Orlando

GB/Russ./Fr/NL 1992, Regie, Buch, Musik und Gesang: Sally Potter, 93 Min.

"Er, denn es kann keinen Zweifel über sein Geschlecht geben, ..." ist der begünstigte Adelige Orlando. Doch nur bezüglich des weiblichen Geschlechts seiner Darstellerin Tilda Swinton gibt es nie Zweifel. So sind die vier Jahrhunderte eines ewig jungen Lebens von Anfang an ein Diskurs der Geschlechterverhältnisse, nicht erst nach der Erfahrung des männlichen Kriegens und Tötens, die Orlando hundert Jahre später in einem Schönheitsschlaf tatsächlich zur Frau werden läßt.

Im Jahre 1600 verlangt die alte Königin Elizabeth I., die Schönheit des jungen Adeligen Orlando möge nie verblühen. Diese Grundlage einer nachfolgend als selbstverständlich betrachteten Unsterblichkeit wird - im Gegensatz z.B. zu Simone de Beauvoirs "Alle Menschen sind sterblich" - nicht mehr thematisiert. Dafür gibt es in der Handlung viele Reibungspunkte für einen Orlando, der sich anfangs nicht wie ein 'richtiger Mann' und später nicht als zurückhaltende Frau verhält. Die filmishce Inszenierung des gleichnamigen Romans von Virginia Woolf fügt dem weitere Rollenspiele hinzu, die den unbewußten Blick auf gewohnte Geschlechterverhältnisse konstant verstören.

Sieben Kapital - Tod, Liebe, Poesie, Politik, Gesellschaft, Sex, Geburt - lassen mit episodenhaften Struktur in einer Ästhetik der Historie schwelgen, die stark auf Potters Vorbilder Greenaway und Jarman verweist. Die makellose Schönheit der Bilder - nur manchmal schleicht sich hintergründiger Scherz als Hecken in Form von Teetassen ein - bleibt fremd, leicht distanziert, womit sie sich auch vom Kitsch fernhält. Emotionen auslösende Szenen sind selten und wenn, dann ungewöhnlich realisiert. Das faszinierende Gesicht Tilda Swintons in Großaufnahme verliert sich nach fragendem Zweifeln erst beim engelsseligen Ende in strahlendem Glück, im paradisischen Garten des 20.Jahrhunderts.

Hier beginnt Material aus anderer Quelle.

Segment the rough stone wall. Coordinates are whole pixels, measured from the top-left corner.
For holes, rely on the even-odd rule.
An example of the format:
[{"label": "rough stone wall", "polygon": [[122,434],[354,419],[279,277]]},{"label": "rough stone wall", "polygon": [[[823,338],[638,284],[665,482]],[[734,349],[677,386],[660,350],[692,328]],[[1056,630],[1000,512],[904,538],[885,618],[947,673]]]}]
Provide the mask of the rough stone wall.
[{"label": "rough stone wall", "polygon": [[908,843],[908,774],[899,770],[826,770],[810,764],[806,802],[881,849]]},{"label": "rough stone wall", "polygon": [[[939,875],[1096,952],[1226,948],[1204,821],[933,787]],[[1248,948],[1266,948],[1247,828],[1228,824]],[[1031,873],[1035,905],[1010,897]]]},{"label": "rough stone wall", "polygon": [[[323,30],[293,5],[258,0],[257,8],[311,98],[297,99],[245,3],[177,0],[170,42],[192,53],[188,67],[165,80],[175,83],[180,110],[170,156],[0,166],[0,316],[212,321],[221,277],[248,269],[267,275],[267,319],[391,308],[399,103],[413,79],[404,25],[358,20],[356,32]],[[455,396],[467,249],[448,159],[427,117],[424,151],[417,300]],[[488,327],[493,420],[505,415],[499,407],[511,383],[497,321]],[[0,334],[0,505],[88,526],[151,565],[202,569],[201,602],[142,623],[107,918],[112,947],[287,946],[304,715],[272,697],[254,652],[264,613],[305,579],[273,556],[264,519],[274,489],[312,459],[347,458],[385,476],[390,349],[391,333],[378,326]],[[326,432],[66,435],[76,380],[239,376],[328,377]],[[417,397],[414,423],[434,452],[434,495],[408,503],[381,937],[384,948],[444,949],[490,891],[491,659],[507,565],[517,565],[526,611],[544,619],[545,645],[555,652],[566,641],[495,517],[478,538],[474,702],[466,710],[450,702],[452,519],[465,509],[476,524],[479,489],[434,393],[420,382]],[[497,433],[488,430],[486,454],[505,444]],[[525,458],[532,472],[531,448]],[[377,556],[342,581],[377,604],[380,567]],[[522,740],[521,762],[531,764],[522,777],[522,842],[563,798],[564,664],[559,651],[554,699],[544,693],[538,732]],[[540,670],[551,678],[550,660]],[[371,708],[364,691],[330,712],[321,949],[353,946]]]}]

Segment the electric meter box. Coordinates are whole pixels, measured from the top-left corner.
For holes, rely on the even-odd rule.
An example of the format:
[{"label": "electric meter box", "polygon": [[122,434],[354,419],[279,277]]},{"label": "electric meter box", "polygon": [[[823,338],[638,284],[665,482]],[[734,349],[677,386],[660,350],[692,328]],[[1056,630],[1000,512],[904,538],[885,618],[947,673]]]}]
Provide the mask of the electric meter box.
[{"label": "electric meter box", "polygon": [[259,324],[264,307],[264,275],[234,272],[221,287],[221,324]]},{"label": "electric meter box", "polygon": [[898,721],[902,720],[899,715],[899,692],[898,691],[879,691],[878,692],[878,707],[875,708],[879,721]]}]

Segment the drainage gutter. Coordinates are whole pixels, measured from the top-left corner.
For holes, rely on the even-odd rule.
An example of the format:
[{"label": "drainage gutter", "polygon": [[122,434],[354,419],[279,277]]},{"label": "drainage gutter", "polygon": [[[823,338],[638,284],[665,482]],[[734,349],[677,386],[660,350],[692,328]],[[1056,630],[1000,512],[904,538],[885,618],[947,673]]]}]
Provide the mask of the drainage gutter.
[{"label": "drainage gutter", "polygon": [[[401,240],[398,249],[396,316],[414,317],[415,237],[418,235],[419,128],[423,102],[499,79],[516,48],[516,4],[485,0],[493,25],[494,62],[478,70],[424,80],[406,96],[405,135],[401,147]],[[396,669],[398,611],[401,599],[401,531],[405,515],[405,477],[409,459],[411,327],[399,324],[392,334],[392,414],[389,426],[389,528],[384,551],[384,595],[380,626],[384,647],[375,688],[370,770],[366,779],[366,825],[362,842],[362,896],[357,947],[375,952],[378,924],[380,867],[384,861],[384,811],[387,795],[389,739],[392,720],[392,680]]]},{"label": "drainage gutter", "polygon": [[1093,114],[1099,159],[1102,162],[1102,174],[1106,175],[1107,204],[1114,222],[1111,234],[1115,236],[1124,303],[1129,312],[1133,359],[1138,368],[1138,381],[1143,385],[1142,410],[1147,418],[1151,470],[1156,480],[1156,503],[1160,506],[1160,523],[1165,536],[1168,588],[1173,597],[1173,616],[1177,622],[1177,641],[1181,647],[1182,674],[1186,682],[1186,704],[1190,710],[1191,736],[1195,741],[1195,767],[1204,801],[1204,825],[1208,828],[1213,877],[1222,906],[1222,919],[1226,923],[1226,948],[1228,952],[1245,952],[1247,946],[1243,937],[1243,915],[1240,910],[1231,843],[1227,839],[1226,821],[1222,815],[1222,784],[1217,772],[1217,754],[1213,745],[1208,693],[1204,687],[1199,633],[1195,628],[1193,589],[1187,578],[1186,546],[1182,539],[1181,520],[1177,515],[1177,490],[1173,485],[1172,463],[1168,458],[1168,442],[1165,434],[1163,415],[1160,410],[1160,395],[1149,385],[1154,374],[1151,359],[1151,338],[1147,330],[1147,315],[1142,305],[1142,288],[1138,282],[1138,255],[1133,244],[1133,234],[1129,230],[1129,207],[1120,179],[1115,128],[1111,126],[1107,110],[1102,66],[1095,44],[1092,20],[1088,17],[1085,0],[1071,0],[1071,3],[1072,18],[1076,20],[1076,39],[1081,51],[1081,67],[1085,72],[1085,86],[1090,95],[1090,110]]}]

Wo die elegante Kamera verzaubert, brechen sich vertraut gebende Blicke und Sätze Orlandos in die Kamera immer wieder die Illusion des adressierten Publikums. Die von David Motion, Jimmy Sommerville und Sally Potter geschriebene Musik hilft dem etwas ideenarmen Film dabei über einige Schwachstellen hinweg.